Former stadium in Brooklyn, New York

Eastern Park was a baseball park in the Brownsville neighborhood of Brooklyn, New York in the 1890s. It was bounded by Eastern Parkway—later renamed Pitkin Avenue when Eastern Parkway was diverted—to the north (home plate); the Long Island Rail Road's Bay Ridge Branch and Vesta Avenue (later renamed Van Sinderen Avenue) to the east (left field); Sutter Avenue to the south (center field); and Powell Street to the west (right field). The ballpark held 12,000 people.

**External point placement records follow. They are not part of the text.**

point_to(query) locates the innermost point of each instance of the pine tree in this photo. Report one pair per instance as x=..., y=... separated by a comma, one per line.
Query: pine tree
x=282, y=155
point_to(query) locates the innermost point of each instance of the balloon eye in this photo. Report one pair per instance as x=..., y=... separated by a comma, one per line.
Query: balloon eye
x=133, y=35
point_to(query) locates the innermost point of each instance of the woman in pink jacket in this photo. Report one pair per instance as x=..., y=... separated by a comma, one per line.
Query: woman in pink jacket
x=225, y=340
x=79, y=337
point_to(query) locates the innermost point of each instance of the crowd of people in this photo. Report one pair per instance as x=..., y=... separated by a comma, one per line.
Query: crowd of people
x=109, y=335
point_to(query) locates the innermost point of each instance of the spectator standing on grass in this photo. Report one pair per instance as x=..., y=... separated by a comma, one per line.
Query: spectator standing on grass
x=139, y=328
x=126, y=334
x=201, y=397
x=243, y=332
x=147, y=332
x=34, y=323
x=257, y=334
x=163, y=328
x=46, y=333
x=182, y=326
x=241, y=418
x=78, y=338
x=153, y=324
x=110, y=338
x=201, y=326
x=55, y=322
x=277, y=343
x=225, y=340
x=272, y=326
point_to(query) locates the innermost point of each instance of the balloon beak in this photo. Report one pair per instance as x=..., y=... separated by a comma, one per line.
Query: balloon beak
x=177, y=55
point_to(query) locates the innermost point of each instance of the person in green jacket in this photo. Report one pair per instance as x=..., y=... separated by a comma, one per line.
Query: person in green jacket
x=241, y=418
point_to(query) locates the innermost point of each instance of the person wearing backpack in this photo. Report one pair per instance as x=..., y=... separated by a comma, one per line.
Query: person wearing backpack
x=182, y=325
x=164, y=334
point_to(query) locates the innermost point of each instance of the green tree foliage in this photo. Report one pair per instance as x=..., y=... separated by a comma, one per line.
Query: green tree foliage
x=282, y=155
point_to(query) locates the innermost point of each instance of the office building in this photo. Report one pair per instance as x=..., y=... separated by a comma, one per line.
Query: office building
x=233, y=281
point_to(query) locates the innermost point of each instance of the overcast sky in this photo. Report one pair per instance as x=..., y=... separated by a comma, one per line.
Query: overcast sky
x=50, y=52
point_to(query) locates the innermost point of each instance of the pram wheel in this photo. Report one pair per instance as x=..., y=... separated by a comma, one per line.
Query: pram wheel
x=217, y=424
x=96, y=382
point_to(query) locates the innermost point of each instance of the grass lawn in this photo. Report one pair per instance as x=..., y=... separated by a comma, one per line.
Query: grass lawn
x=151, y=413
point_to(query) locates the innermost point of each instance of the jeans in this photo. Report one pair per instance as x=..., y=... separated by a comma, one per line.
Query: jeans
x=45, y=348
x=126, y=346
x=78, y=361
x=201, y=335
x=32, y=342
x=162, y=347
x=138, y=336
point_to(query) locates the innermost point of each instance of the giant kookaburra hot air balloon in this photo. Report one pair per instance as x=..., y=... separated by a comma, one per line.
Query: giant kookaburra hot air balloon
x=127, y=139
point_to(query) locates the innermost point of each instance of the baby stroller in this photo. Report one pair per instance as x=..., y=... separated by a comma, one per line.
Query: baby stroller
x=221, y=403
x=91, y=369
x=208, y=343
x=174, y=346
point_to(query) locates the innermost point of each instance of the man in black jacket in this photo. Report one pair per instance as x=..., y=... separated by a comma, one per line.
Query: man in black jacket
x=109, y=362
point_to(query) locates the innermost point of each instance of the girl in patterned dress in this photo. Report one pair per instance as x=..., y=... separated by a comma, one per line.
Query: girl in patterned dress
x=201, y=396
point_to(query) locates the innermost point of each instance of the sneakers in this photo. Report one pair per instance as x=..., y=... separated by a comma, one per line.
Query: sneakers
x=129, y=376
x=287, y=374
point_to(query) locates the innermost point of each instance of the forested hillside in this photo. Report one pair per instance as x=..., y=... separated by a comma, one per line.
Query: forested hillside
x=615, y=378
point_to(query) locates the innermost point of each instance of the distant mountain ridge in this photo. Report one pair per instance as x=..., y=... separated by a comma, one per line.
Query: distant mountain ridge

It was originally the home of the Brooklyn Ward's Wonders of the Players' League in 1890. After the one-year Players' League experiment, the park became the part-time home of the Brooklyn Dodgers in 1891 and then full-time during 1892–1897, between their stints at the two versions of Washington Park.

It was here that the nickname "Trolley Dodgers", later shortened to "Dodgers", first arose. Some sources erroneously say that it was due to the need for fans to cross various trolley lines to reach the ballpark. Although the Dodgers played at Eastern Park in 1895 when the name "Trolley Dodgers" was first used, the name was based on the dangers of trolleys in Brooklyn, generally, and not trolley lines that needed to be crossed to get to the game. There were no trolley lines near Eastern Park at the time.

Eastern Park was considered difficult to reach, and although the team survived there for seven seasons, the venture there was a failure. When Charlie Ebbets acquired the Dodgers, he moved the team back, to the second version of Washington Park, which was both closer to the city center and offered a lower rent.

The park also hosted numerous college and amateur football games during its heyday, notably the Princeton-Yale game of 1890. There was also a track installed, and both bicycling and running races were held from time to time. It was also the home venue of the short-lived Brooklyn Bridegrooms Soccer Team in 1894. This was a spin-off of the Baseball Franchise that took part in an ill-fated attempt by six baseball franchises to fill their stadiums in the off season by running a soccer league. Brooklyn were top of the league when the uncompleted season was cancelled and play never resumed.

==Site today==
The old ballpark site is now home to a mix of commercial and light industrial tenants including Gershow Recycling scrap yard.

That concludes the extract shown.